Non-Use and Trade Marks
Once a trade mark registration is over 5 years old, it becomes possible to revoke it on the grounds of non-use if it has not been used for the goods or services for which it is registered. As trade marks can last in perpetuity if renewed, the ability to revoke them on non-use grounds prevents Registers of trade mark registers from becoming cluttered with unused rights which could be used as an unfair barrier to entry for new businesses trying to enter the market.
If the owner of a trade mark registration which is subject to a non-use action is able to show genuine use of the mark in relation to the goods and services for which it is registered during the 5 year period prior to filing of the non-use revocation action that action will fail.
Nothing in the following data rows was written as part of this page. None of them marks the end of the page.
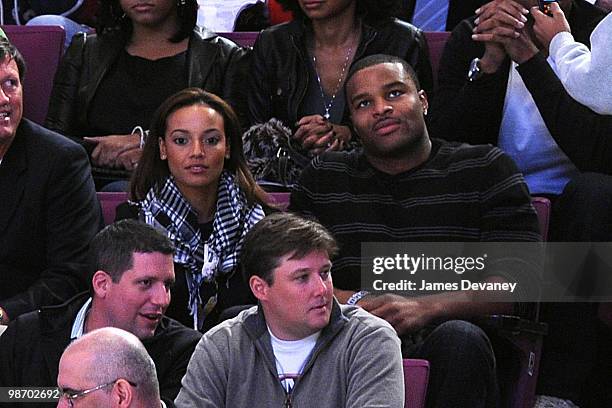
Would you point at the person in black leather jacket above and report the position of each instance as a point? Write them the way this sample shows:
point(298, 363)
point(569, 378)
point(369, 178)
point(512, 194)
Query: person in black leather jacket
point(298, 68)
point(110, 83)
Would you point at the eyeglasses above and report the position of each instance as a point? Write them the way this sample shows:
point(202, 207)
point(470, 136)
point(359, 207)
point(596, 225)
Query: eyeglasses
point(71, 396)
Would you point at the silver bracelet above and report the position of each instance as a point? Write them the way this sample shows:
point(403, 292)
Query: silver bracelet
point(356, 297)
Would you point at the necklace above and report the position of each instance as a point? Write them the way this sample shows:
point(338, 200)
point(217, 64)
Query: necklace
point(329, 104)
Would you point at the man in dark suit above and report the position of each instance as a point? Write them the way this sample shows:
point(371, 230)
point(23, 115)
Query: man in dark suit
point(48, 206)
point(130, 290)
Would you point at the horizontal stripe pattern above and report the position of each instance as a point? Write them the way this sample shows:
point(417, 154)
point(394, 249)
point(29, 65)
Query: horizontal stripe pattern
point(462, 193)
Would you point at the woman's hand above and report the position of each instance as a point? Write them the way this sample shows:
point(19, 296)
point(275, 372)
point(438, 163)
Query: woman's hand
point(317, 134)
point(109, 148)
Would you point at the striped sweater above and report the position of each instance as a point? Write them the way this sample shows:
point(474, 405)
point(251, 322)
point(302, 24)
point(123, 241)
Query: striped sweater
point(461, 193)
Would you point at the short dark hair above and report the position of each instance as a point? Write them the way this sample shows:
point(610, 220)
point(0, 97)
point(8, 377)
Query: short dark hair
point(372, 11)
point(111, 17)
point(112, 249)
point(279, 235)
point(376, 59)
point(8, 50)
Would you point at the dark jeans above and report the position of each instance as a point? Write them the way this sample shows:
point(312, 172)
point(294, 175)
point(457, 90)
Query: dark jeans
point(462, 366)
point(582, 213)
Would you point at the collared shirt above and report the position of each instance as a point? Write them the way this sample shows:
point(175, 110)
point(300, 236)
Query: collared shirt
point(78, 327)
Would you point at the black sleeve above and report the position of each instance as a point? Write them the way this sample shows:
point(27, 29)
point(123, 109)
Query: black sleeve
point(73, 218)
point(63, 109)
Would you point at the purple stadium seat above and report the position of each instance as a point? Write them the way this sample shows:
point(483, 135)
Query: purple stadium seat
point(109, 202)
point(416, 377)
point(41, 47)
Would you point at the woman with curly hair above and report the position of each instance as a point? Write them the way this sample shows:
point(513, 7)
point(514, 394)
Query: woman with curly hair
point(298, 68)
point(192, 182)
point(109, 84)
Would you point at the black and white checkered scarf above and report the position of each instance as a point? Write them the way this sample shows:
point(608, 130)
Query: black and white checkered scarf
point(167, 209)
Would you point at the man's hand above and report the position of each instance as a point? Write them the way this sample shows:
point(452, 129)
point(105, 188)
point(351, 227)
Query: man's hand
point(317, 134)
point(406, 315)
point(109, 148)
point(129, 159)
point(605, 5)
point(503, 22)
point(4, 319)
point(546, 27)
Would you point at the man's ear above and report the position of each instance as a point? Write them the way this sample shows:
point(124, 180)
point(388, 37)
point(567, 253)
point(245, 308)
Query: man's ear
point(101, 283)
point(122, 393)
point(259, 287)
point(424, 101)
However, proving use of a trade mark can be a time consuming and costly affair, particularly if evidence of use is not readily available or if it is of great quantity.
“Evergreening” Trade Marks
“Evergreening” is the name given to the practice whereby owners of a registered trade mark file an identical Trade Mark Application before the mark becomes vulnerable to action for non-use, so that a new 5 year grace period begins during which the mark is not vulnerable to revocation on the grounds of non-use.
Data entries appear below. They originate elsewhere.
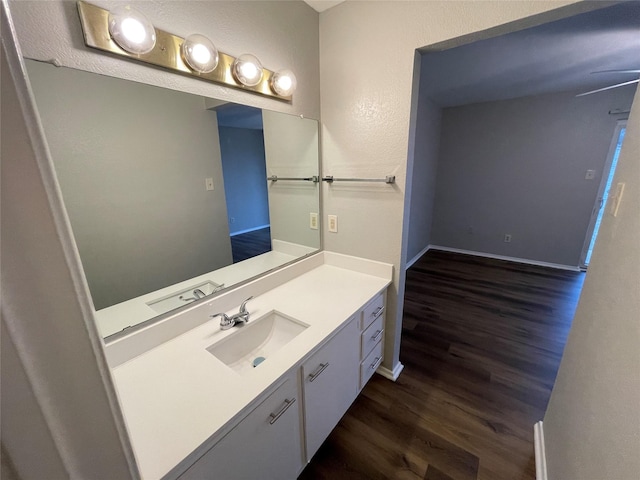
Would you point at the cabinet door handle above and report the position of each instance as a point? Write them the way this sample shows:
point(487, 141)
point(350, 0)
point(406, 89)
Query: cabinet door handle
point(375, 363)
point(285, 407)
point(319, 370)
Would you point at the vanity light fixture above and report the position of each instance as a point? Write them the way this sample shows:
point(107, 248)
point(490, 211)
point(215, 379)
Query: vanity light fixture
point(247, 70)
point(284, 82)
point(199, 53)
point(127, 33)
point(131, 30)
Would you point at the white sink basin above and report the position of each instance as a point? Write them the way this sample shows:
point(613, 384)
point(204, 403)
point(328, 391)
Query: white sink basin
point(252, 343)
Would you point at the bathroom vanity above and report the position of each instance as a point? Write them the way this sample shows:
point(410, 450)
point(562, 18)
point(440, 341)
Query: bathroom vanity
point(195, 405)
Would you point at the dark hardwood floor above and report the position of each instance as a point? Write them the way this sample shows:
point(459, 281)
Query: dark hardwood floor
point(247, 245)
point(482, 342)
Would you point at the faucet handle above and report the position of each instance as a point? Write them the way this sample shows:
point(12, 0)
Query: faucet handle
point(243, 307)
point(225, 317)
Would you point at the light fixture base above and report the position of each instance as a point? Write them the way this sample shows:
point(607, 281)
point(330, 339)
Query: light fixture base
point(166, 53)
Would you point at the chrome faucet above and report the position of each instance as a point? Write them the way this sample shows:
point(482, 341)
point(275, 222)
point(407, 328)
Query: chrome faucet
point(226, 321)
point(198, 293)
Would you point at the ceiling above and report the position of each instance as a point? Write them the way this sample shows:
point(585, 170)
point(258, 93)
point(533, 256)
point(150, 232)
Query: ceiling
point(558, 56)
point(322, 5)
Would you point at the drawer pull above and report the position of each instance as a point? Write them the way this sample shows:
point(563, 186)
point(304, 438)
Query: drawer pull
point(375, 363)
point(276, 416)
point(321, 368)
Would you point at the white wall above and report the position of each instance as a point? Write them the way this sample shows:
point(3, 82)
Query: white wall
point(367, 57)
point(60, 415)
point(280, 34)
point(291, 150)
point(55, 338)
point(518, 167)
point(134, 189)
point(592, 424)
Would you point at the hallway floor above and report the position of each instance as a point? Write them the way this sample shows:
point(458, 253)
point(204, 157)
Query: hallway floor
point(482, 342)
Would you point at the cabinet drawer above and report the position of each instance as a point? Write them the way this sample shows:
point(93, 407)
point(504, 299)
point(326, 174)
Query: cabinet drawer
point(265, 444)
point(371, 336)
point(370, 364)
point(372, 311)
point(330, 385)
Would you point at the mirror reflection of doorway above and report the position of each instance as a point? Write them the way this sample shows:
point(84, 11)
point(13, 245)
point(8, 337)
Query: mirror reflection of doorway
point(243, 164)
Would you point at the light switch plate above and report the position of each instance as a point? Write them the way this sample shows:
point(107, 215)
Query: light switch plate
point(333, 223)
point(616, 199)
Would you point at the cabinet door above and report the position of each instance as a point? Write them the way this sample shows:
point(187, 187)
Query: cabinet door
point(266, 444)
point(330, 379)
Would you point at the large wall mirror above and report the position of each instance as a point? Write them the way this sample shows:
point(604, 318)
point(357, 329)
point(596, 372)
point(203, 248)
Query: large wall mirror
point(168, 193)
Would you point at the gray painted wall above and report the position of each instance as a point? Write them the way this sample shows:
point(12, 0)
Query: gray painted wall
point(592, 424)
point(518, 167)
point(291, 150)
point(132, 160)
point(424, 176)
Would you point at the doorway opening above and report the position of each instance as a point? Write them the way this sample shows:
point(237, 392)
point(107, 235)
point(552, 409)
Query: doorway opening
point(603, 193)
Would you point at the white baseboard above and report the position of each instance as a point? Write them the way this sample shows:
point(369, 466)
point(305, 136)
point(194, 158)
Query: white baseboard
point(391, 374)
point(559, 266)
point(417, 257)
point(247, 230)
point(541, 457)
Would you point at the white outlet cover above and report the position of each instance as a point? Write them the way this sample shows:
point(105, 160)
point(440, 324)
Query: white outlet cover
point(333, 223)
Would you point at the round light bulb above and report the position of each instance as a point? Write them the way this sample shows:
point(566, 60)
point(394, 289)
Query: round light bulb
point(199, 53)
point(247, 70)
point(131, 30)
point(284, 83)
This practice has been used by some trade mark owners as a means of avoiding the requirement to show use, but as of the 21 April 2021 General Court decision in Hasbro, Inc. v European Union Intellectual Property Office (EUIPO) trade marks filed on such a basis risk being invalidated on the grounds of bad faith.
Hasbro Inc had a number of registered trade marks for the word MONOPOLY dating from 1998, 2009, 2010 and 2011. The 2011 trade mark covered a broader range of goods and services than the earlier rights, but it was identical in all other respects.
In 2015, the board game company Kreativni Događaji d.o.o applied to invalidate Hasbro Inc’s 2011 trade mark registration on the grounds that Hasbro Inc had applied for the trade mark to avoid having to show use of its other rights, and, hence, that the filing had been made in bad faith.
In the first instance the EUIPO Cancellation Division rejected the invalidity action. However, on appeal by Kreativni Događaji d.o.o the EUIPO Appeal Board reversed the decision of the Cancellation Division and concluded that Hasbro Inc’s trade mark had been filed in bad faith, and ruled that the trade mark was invalid insofar as it covered goods and services already protected by the earlier trade marks. Hasbro Inc subsequently appealed the decision to the General Court.
Before the General Court, Hasbro Inc relied on a number of arguments to try and refute the invalidity claim. These included:
- that the 2011 filing had been made to ease its administrative burden;
- that the re-filing of trade marks in order to avoid having to prove use was common industry practice and that it was therefore justified in doing the same.
Nevertheless, the General Court upheld the decision of the Appeal Board. In relation to Hasbro Inc’s specific arguments, the General Court concluded as follows:
- re-filing new trade marks while maintaining old rights would have added to Hasbro Inc’s administrative burden rather than reducing it;
- even if the practice of ‘evergreening’ were shown to be common industry practice (although the General Court did not accept that this was the case, due to insufficient evidence having been presented), this did not mean that filing on such a basis was not in bad faith.
Perhaps the most damning evidence against Hasbro Inc, in the Court’s view, was the fact that one of its witnesses admitted that a reason for the 2011 filing was to avoid having to show use.
- Re-filing duplicates of existing trade marks to avoid having to show use is making a trade mark filing in bad faith. Such a trade mark is likely to be vulnerable to invalidity on these grounds in relation to all the goods and services that are already covered by identical earlier rights. This is likely to still be the case if trying to avoid showing use is only one of the reasons for the new filing.
- Re-filing a trade mark is not in and of itself a prohibited practice, as long as avoiding having to prove use is not one one of the reasons for making the filing.
- The General Court noted that the 2011 trade mark registration, together with the other earlier rights, had been used by Hasbro Inc to successfully oppose allegedly similar trade marks. The decsions in those oppositions had ultimately been taken on the basis of the 2011 right, as it had not been necessary to show use of this mark. Hasbro Inc’s use of its trade mark in such a manner contributed to the General Court’s conclusion that it had made the filing in bad faith.
- The fact that a witness for Hasbro Inc stated ”for commercial reasons it is only sensible for [a company] to oppose a later filed mark using a recent mark that is not subject to non-use in order to reduce the cost of providing evidence and attending hearings, that is, that it is more administratively efficient not to have to provide it” was held to be highly prejudicial to Hasbro Inc’s case.
- It remains to be seen how broadly the EU courts will be willing to interpret the principles in this case and whether the UK courts will take a similar stance going forward.
- Trade mark owners should ensure that evidence of use is readily available for all their trade marks which are over 5 years old or are nearing the end of the 5 year grace period for non-use.